Review by Josh Felty

Ah, Europe during the Baroque period. Horse-drawn carriages, Gothic architecture, full bosoms pouring out of bodices. Such a palatial, romantic sort of time, one would assume. That underlying feeling of dread beneath it all is brought to the surface in Black Torment, a 1964 period piece of that bygone era, day-for-night shots and all.
Black Torment tells the story of Sir Richard Fordyce and begins with the brutal rape and murder of a bodice-hitched young woman. Richard, a hundred miles away with his new wife Elizabeth on hand, has been instigated in the incident as the murdered lass muttered his name before she expired. The lavish English estate Lord Richard and his new bride return to is anything but completely welcoming--everybody from his right hand man to the lowest servant are very standoffish, almost green in the gills upon his return. The jealousy is nearly palpable when Lord Richard introduces Elizabeth to the blonde-haired maiden to his father, an ailing vegetable in a wheelchair who speaks through the maid via sign language.

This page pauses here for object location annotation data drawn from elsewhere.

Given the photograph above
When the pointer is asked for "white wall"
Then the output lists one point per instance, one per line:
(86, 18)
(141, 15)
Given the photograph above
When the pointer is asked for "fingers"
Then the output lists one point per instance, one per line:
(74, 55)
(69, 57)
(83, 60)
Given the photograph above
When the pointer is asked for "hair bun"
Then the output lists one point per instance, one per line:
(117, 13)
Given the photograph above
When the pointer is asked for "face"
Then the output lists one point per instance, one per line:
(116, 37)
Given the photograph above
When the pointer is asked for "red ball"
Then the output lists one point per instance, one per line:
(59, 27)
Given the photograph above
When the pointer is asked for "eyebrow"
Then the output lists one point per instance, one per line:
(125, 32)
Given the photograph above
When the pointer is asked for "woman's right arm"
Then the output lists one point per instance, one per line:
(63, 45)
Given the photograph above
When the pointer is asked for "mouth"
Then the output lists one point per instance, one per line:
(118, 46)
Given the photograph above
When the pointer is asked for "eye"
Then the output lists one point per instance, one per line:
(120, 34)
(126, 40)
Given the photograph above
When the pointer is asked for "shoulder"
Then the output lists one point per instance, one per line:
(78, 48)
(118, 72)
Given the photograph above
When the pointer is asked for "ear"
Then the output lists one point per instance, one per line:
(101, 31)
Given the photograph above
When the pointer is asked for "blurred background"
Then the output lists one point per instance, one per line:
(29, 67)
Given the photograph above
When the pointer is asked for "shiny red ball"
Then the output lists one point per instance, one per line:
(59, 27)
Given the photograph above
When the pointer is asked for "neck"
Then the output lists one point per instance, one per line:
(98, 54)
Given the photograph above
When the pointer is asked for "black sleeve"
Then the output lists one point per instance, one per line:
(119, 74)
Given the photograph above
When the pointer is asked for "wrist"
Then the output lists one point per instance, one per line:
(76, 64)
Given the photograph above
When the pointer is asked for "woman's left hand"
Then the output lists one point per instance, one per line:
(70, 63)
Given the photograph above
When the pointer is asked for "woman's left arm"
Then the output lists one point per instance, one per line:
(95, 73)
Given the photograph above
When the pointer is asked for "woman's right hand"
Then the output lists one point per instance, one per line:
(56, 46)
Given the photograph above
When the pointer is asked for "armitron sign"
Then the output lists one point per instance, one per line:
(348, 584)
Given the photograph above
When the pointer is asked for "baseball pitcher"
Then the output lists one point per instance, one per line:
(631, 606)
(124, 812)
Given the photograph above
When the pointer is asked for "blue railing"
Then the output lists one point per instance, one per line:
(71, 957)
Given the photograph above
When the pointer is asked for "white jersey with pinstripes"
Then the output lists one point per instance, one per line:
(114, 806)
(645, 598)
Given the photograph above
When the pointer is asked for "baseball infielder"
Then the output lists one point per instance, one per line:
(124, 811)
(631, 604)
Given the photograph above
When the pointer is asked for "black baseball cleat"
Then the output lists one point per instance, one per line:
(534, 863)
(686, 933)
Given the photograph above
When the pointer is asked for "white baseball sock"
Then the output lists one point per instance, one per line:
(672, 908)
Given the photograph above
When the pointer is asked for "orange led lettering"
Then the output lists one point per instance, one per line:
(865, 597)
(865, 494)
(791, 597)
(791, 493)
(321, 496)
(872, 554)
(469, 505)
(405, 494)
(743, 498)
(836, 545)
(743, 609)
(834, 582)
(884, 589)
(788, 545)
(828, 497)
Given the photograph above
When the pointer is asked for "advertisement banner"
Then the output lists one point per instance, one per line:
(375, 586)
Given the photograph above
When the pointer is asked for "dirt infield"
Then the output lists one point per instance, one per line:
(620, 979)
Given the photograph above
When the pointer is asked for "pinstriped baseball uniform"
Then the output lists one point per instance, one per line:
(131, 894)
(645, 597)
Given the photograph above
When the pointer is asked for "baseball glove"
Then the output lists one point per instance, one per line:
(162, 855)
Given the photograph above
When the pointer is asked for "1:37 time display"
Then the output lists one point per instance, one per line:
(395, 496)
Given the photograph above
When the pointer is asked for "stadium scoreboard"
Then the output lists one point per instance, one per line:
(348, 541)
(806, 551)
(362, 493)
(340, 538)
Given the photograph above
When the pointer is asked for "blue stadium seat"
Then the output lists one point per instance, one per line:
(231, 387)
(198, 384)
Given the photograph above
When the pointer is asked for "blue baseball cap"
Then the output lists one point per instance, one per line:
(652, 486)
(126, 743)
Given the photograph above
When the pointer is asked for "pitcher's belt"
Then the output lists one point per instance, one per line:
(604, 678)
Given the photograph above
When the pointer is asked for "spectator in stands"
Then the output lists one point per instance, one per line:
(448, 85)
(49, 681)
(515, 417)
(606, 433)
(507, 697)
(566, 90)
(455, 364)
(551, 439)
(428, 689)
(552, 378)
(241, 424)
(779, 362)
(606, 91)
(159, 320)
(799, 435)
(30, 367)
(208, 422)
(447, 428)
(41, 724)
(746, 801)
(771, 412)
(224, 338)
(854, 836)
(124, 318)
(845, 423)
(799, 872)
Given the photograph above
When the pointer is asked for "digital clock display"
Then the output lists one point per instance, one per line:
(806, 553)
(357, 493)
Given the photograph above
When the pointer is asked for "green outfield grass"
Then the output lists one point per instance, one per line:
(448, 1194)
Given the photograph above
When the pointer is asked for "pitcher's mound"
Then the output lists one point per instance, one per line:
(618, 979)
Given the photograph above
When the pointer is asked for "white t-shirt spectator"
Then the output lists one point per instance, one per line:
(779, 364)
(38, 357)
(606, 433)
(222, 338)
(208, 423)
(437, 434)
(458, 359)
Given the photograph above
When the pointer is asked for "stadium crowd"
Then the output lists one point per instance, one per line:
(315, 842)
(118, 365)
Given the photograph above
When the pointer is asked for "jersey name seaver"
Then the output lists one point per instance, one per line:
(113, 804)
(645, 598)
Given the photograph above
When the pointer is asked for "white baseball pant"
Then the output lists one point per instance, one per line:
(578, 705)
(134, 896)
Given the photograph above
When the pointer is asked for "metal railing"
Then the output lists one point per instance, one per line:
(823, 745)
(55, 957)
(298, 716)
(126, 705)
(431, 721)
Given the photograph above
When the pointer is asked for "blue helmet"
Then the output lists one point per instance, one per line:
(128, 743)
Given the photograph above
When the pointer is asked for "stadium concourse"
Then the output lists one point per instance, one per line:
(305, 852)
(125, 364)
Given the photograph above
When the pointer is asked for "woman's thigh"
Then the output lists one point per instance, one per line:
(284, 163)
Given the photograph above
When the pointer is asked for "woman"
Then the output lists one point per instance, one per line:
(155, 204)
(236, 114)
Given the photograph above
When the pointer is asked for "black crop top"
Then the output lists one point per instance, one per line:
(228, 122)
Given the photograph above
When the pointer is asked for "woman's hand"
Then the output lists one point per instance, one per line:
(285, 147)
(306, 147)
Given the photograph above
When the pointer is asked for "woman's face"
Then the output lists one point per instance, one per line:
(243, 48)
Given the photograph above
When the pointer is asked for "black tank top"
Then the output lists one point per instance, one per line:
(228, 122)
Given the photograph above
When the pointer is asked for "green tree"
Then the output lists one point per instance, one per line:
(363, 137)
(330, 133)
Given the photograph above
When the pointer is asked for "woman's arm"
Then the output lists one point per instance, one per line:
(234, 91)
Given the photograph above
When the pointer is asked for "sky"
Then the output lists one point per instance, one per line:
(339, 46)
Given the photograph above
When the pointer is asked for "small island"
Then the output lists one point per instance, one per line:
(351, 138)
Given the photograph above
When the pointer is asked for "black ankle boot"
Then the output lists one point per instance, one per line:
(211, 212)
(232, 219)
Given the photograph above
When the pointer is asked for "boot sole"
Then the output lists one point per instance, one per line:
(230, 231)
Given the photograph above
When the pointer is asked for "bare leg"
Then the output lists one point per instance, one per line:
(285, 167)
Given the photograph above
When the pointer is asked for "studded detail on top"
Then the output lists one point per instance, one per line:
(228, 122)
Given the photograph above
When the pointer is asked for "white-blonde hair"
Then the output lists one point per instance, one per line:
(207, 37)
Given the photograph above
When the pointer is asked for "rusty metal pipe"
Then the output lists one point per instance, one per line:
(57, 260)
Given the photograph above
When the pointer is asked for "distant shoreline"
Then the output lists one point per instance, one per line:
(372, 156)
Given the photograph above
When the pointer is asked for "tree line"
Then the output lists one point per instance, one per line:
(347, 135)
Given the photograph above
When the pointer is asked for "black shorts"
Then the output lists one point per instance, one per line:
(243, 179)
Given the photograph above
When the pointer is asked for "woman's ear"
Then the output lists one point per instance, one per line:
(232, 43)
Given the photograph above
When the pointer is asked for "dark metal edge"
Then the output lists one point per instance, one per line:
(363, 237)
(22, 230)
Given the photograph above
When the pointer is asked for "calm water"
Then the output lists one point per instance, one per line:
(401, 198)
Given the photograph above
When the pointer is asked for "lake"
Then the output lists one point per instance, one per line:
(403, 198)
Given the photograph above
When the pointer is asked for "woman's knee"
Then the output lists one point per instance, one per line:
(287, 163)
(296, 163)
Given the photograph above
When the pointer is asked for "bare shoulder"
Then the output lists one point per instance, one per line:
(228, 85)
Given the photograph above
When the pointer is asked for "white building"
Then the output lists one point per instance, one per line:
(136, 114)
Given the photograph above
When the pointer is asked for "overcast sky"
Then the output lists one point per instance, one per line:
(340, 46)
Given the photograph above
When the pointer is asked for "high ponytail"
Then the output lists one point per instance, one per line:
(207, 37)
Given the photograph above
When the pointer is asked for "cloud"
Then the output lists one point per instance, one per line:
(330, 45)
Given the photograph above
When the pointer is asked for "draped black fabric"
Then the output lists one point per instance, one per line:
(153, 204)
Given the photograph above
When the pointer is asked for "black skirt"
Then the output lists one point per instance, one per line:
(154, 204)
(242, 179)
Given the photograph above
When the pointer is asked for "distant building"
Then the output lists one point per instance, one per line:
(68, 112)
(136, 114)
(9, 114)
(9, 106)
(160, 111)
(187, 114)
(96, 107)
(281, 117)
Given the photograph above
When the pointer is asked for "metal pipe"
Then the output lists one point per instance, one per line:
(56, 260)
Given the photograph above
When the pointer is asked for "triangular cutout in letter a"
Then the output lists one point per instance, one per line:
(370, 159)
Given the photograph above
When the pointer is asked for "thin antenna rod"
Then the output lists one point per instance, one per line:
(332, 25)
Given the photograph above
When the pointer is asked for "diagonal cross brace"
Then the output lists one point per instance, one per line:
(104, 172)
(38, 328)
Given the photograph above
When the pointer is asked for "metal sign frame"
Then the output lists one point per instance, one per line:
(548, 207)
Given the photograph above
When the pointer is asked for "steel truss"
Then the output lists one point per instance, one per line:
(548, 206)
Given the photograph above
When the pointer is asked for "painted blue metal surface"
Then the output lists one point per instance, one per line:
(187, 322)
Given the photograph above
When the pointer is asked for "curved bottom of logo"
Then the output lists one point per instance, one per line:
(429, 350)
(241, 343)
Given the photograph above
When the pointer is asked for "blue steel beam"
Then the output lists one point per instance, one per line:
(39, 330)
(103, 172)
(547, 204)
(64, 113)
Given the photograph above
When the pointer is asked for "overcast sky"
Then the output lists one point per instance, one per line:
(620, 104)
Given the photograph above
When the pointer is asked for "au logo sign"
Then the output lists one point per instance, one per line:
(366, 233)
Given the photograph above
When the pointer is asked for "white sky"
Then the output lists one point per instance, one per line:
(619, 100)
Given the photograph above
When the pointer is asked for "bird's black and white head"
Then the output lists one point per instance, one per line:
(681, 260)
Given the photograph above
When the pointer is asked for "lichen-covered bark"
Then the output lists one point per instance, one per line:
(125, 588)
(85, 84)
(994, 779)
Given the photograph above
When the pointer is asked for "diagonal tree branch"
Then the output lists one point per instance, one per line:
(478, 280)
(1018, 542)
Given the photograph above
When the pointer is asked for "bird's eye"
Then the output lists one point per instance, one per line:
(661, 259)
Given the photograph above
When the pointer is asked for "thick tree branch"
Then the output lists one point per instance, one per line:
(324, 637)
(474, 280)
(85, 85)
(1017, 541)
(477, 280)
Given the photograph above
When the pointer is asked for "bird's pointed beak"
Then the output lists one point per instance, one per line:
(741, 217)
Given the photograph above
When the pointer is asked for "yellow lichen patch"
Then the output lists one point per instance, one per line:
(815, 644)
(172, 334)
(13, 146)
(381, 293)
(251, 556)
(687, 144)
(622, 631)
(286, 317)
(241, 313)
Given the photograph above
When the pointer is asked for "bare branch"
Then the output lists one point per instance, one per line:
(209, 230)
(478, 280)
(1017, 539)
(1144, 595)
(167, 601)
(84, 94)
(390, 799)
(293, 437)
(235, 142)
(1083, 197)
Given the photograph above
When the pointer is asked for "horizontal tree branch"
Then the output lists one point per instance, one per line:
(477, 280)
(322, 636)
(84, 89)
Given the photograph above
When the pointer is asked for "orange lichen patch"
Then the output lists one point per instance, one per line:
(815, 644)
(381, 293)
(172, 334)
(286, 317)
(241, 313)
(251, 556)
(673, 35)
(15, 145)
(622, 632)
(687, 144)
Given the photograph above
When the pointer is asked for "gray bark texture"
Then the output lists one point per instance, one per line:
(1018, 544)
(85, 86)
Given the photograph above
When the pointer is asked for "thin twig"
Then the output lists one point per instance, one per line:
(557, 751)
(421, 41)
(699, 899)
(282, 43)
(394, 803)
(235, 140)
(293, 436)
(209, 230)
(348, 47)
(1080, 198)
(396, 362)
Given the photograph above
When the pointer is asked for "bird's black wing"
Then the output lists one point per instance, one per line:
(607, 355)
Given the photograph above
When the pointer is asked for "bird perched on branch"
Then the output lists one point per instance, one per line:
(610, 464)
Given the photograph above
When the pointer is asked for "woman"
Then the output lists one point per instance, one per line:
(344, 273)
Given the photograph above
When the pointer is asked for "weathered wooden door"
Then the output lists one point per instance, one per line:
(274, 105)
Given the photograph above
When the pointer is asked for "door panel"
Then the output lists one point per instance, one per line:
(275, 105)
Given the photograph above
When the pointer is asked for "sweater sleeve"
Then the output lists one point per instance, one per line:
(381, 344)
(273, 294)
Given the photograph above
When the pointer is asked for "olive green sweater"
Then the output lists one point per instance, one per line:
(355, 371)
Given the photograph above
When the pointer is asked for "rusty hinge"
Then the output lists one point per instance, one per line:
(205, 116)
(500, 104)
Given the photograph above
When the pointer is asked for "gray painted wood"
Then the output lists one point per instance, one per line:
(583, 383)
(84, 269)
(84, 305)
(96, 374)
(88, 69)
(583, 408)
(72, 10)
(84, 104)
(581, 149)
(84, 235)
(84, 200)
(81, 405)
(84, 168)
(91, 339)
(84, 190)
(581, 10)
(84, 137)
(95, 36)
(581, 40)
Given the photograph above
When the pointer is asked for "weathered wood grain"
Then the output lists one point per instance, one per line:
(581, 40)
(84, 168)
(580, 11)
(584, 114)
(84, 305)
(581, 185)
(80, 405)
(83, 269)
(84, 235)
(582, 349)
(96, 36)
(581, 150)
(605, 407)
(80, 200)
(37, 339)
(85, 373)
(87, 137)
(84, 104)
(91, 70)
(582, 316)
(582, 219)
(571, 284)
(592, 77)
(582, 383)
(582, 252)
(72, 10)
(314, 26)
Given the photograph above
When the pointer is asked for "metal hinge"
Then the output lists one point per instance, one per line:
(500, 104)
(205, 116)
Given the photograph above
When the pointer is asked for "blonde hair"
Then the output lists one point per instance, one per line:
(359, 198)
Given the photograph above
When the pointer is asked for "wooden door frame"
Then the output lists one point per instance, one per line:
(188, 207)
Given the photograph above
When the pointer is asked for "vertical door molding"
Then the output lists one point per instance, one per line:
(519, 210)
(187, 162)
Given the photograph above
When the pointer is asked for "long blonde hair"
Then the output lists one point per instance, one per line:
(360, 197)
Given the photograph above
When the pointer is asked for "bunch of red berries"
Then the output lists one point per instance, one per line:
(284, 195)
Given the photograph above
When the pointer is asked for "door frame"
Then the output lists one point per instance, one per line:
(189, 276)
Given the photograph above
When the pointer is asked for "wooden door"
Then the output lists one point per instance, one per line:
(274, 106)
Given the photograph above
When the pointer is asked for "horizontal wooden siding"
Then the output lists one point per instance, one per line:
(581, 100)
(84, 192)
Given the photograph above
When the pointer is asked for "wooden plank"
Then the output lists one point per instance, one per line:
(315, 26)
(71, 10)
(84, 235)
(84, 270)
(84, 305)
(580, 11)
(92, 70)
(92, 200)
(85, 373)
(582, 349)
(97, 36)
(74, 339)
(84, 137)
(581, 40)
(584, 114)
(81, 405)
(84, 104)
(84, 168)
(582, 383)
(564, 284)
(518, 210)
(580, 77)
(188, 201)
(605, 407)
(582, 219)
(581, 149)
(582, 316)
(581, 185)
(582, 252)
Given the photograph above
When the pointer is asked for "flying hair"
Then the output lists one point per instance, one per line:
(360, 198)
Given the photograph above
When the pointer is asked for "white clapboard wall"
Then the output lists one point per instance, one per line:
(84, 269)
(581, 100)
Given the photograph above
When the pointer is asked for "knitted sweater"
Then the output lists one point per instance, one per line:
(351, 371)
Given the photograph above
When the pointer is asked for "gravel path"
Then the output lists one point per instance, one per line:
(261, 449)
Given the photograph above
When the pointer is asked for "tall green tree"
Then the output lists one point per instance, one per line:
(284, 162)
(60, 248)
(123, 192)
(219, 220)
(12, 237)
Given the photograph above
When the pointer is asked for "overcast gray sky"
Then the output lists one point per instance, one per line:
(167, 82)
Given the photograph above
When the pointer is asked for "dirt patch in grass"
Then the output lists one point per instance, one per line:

What follows is a Gothic spook story/who-dunnit that finds Lord Richard seeing apparitions of his previous wife, who jumped to her death from a window of their manor bedroom. Lord Richard orders the pesky window to be barred shut the next morning, while that night a stable hand and flowering milk-maid roll in the hay and meet their demise at the hands of a mouthbreathing shadow. There's much that happens to Lord Richard; the question 'Is it paranormal or corporeal?' comes up a lot, albeit not very well. Must be something in the wig powder. The actor portraying Richard (a poor man's Sean Connery if there ever was one) bursts out in mad tirades of barony frustration, a performance that is laughable at best. You can't help but feel sorry for Elizabeth throughout all this; but in all honesty, you're left questioning Richard's past, which seems to be regurgitated with glowering exposition in almost every scene.
I have to commend the filmmakers, however, especially given the time this work was produced. Period pieces of such sweeping detail are not an easy feat to accomplish. Sure, it's rough in parts (mostly on the parts of some of the actors) but its British charm definitely reminds one of some of the Hammer films. There's something magnetic about the Gothic mystery, no matter the setting or look. Something ethereal that lurks in the shadows of a long lost age. One would do better by watching something (hell, anything) else of the genre though, unless you're like me and love to throw something obscure and jarring into the DVD player every now and then, thanks in part to Dirty Dave.